On September 5th, the James Webb telescope performed its first observations of Mars, taking pictures and collecting spectral data of the Red Planet. The discovery, which was made public by NASA and the European Space Agency (ESA) on Monday (19), provides a novel view of our neighbouring planet thanks to the telescope’s great sensitivity to infrared light.
The Near-Infrared Camera (NIRCam) instrument took the first pictures of Mars, which depict a portion of the planet’s eastern hemisphere in shorter and longer wavelengths, respectively at 2.1 microns and 4.3 microns.

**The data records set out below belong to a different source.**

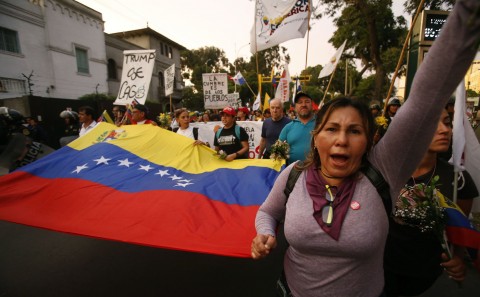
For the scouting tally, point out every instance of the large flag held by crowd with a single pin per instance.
(278, 21)
(145, 185)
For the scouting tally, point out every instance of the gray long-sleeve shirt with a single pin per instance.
(317, 265)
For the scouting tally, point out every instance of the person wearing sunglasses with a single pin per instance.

The pictures are displayed next to a fictitious representation of Mars created using information from NASA and the Mars Orbiter Laser Altimeter (MOLA) instrument on the Mars Global Surveyor spacecraft.
The top image, which is dominated by reflected sunlight and shows details of the Martian surface similar to those in visible light photographs like those taken by MOLA, is the one with shorter wavelengths. Longer wavelengths were used to create the image at the bottom, which depicts light emanating from the planet as it dissipates heat.
Note that the brightness decreases toward the polar regions, which receive less light, and that the northern hemisphere emits less light because it is winter because there is where the Sun practically directly strikes Mars, making that area hotter. Some of the light released by Mars is absorbed by carbon dioxide molecules as it travels through the atmosphere.
At Hellas Basin, a significant impact feature on Mars, this effect is considerably more obvious. As a result of its lower altitude and higher atmospheric pressure, Hellas Basin, according to NASA’s Goddard Space Flight Center’s Geronimo Villanueva Due to a phenomenon known as “pressure amplification,” he continued, “this higher pressure causes a suppression of thermal emission in this wavelength region [4.1 to 4.4 microns]. Differentiating these competing effects in the data will be quite intriguing.